Cuando la madrugada comienza a acechar la noche sevillana invadiendo de oscuridad su cielo y sus calles mal iluminadas, cuando el rocío comienza a fabricarse para dar lustro por la mañana, hay un barrio que se sumerge en esa oscuridad literal llenando sus aceras y plazas de silente gentío en abundancia. No es hora para los niños ni para escépticos en la fe, sino para aquellos que aguardan acurrucados entre abrigos y brazos amigos la noche más esperada del año. Será en ese barrio céntrico sevillano, en el que la Plaza de San Lorenzo abarrotada de miles de almas entregadas, se amontonan buscando hueco para poder ver pasar a Dios pasear.
Dicen que quién lo ve pasar ha visto al mismísimo Dios andar, y no quiero quitarle la razón a aquellos que lo promulgan, porque aquél día que vi por primera vez a Jesús del Gran Poder en Sevilla, tuve esa misma sensación. Hace ya algunos años, emplazado en aquel marco incomparable esperé durante horas como un gato agazapado esperando su presa. Siempre escuché hablar de su portento y su carencia de paso, siempre vi imágenes de su soberbia al andar, pero jamás pude imaginar que aquellas fantasías cofrades que me fui creando en mi cabeza fuesen a ser superadas en la realidad.
La oscuridad se apodera por completo del lugar, y yo situado en un sitio privilegiado de la plaza observo cómo las miles de almas que abarrotan aquél sagrado sitio se envuelven en un silencio sepulcral, el respeto por aquel acontecimiento preside el transcurrir de la hermandad. Es fácil seguir la estela de los cirios nazarenos en tan profunda oscuridad, se crea un camino eterno de pabilos encendidos que avanzan paralelos hasta perderse en el umbral de la calle por la que avanzan sigilosamente. Y cuantos más desaparecen de nuestra vista, más les siguen procedentes de varios lugares de la Plaza, impresionante presenciar tan extensísimo cortejo, los centenares de capirotes envueltos en raso negro se convierten en miles ante nuestros ojos.
Pero al fondo, en la Basílica, ya se ven aparecer los ciriales del Señor, llega el momento esperado. Después de una más que breve maniobra de salida, por fin puedo presenciar su andar, puedo ver flotar sobre las cabezas de la gente a Jesús cargando con su cruz, puedo observar anonadado cómo es su caminar.

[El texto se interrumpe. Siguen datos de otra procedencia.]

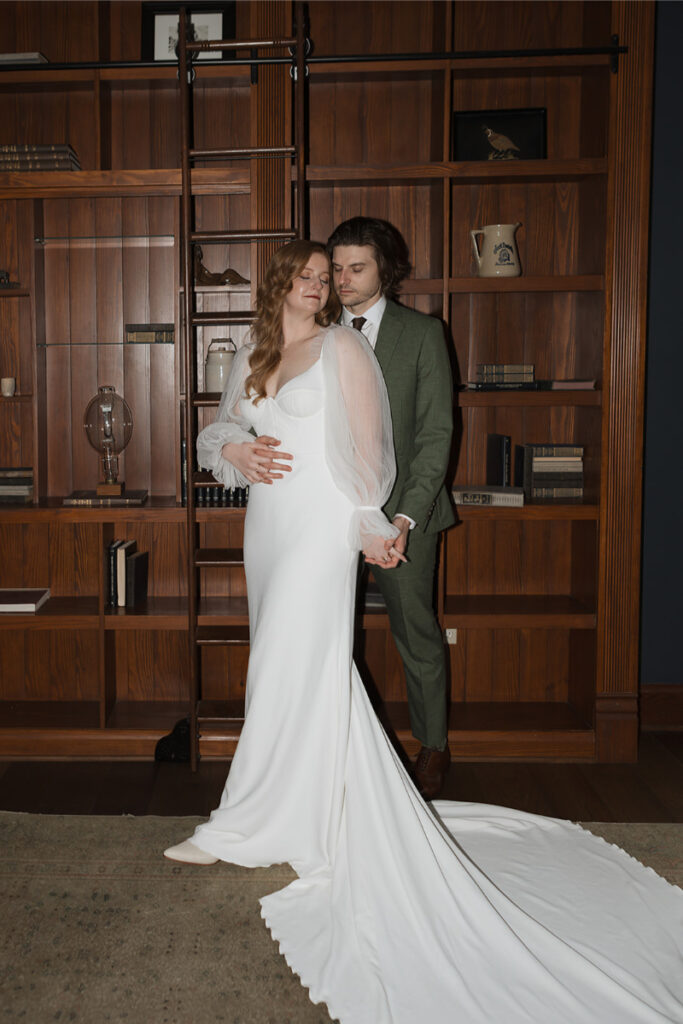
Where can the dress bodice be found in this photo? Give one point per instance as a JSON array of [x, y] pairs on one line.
[[294, 414]]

Veo que avanza con elegancia y decisión, envidio esa manera de andar, qué es lo que se cuece bajo sus faldones y la dulzura con la que depositan a Jesús del Gran Poder sobre las andas.

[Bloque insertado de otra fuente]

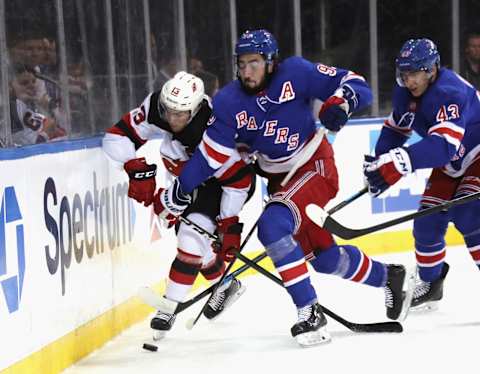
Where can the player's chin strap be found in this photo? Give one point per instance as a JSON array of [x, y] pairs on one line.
[[323, 219]]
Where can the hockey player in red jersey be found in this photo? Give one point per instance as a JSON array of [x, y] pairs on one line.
[[179, 114], [444, 110], [267, 111]]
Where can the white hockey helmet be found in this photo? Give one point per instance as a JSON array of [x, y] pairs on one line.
[[184, 92]]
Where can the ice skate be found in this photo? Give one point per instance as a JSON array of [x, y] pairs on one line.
[[310, 328], [427, 294], [397, 301], [164, 319], [225, 296]]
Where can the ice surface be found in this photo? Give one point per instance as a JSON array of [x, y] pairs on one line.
[[253, 336]]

Un rezo silencioso inunda la plaza, y la túnica que lo envuelve comienza nuevamente a acariciar su cuerpo sigilosamente. No hay palabras al verlo avanzar, una lluvia de flashes deslumbra su imagen, tus oraciones más profundas se entregan a Él sin dilación, a su rostro casi imperceptible en la oscuridad, al travesaño de su cruz o al dorado de su canasto. Da igual desde dónde lo veas, su rachear decidido es lo único que se oirá a su paso, y la imagen del mismísimo Dios andando se grabará en la retina y en el corazón para siempre. El quegío de una voz ronca en forma de saeta rompe el silencio que presidía el momento, un par de revirás izquierda alante derecha atrás y enfilan el paso en el empedrado de la calle para perderse otra vez en el silencio.